[PATCH v2] x86_64: Optimize ffsll function code size.

Tue Aug 1 13:46:58 GMT 2023

On 31/07/23 20:44, Sunil Pandey wrote:
>
> 
> It is not going to fix the problem. Random 20% variation will continue even with
> builtin patch in benchmarking.
> 
> I do not see anything wrong using architecture features, if it helps
> people save their valuable debugging time. After all, its valuable
> glibc feature to override generic implementation with architecture specific
> code.
>
Because it is a synthetic benchmark that is exercising code that should not be
stressed with the default compiler flags.  And the problem of using arch-specific
code is when you already have support from the compiler to generate optimized
code, this is just extra complexity plus maintenance.

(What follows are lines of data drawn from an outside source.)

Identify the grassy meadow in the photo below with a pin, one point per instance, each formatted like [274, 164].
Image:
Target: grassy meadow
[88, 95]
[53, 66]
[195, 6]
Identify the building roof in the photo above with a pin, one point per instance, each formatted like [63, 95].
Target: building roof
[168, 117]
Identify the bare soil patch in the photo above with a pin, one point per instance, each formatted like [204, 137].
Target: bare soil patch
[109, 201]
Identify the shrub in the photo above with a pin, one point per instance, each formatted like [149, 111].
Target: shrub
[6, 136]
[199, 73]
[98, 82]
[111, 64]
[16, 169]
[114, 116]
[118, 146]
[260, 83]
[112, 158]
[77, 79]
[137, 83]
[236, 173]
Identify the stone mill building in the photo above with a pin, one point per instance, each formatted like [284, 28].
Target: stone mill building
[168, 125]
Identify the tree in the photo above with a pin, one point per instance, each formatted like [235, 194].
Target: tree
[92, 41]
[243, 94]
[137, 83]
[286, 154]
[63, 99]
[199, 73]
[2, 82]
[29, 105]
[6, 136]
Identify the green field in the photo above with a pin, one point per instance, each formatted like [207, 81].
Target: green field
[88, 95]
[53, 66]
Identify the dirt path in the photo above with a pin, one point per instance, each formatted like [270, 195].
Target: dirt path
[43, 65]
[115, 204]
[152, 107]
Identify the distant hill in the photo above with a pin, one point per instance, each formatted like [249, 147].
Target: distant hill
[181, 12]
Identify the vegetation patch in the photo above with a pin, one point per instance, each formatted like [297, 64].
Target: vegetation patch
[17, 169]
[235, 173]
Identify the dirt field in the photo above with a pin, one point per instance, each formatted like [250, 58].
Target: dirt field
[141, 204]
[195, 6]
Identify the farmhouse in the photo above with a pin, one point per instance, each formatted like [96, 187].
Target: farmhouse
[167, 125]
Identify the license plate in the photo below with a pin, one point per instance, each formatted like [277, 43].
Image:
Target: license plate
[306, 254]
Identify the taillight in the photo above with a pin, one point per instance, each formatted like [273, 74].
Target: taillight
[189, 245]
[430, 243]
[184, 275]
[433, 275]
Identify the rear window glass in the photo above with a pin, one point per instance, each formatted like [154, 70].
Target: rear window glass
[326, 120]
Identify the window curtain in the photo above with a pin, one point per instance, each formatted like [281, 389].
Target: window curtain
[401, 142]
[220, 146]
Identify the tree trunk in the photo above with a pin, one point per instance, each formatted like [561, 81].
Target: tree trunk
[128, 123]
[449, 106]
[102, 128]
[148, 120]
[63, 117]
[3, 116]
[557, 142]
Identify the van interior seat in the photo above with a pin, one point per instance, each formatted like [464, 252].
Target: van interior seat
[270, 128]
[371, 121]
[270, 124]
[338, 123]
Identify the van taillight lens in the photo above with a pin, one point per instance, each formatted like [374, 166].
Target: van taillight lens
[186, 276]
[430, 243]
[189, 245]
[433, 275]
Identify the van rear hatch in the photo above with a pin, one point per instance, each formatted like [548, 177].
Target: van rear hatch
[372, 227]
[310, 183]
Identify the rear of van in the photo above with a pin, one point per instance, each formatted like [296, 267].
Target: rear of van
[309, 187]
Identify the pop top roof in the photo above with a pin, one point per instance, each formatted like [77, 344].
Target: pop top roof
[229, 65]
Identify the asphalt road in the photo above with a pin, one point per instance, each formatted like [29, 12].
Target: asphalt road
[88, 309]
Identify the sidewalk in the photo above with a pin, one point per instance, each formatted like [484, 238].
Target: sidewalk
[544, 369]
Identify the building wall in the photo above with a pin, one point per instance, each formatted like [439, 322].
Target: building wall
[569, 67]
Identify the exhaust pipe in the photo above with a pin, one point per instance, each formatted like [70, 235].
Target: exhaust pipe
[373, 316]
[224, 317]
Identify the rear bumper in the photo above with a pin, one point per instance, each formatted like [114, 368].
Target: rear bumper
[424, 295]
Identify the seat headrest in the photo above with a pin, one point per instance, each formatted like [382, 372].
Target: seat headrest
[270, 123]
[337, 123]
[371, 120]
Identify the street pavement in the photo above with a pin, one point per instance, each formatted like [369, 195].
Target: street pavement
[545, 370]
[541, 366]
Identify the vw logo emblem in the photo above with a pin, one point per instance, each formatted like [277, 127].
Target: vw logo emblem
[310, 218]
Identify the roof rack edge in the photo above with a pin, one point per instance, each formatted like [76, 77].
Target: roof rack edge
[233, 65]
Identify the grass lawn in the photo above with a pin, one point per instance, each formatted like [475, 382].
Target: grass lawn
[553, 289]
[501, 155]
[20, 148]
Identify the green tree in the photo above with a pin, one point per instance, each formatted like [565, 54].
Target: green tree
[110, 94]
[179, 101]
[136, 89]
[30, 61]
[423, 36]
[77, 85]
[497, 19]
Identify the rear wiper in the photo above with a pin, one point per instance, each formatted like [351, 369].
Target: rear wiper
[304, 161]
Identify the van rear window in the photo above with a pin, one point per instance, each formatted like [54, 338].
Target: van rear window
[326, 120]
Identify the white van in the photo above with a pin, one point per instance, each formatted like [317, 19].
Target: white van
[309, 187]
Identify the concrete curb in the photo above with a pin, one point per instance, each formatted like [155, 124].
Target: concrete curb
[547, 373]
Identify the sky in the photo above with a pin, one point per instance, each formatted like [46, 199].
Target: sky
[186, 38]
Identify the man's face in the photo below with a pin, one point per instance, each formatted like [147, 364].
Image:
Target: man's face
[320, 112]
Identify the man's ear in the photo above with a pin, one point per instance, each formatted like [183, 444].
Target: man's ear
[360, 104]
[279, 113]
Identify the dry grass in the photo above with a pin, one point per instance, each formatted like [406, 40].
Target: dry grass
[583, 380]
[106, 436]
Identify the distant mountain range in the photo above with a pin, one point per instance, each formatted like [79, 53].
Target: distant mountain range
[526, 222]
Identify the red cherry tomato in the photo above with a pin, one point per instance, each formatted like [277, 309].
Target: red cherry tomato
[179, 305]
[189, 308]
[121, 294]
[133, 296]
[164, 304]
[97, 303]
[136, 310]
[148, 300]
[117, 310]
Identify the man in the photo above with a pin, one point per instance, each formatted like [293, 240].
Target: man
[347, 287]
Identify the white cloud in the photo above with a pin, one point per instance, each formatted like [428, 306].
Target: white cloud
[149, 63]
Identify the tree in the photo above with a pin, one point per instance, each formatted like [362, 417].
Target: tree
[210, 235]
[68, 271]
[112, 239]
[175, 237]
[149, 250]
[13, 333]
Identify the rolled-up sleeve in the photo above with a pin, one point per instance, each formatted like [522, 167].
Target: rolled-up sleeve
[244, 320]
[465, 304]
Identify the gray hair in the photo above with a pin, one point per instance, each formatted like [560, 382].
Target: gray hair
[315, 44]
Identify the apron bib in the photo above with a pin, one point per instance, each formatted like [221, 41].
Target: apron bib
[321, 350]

On my system, ffssl is only used by a single program (/usr/bin/nvidia-persistenced)
which I am not sure how it is compile because it a closed source one.  The ffs is
used by a couple more (gdb, lvm, and some mesa drivers), but again far from being
a hotspot.

And as Andreas have said, the best course of action here is to fix the compiler
if it is not generating code enough code.  Fixing gcc means that we will get 
any optimization by free (by using the builtin) and any code that actually uses
ffs/ffsl/ffsll.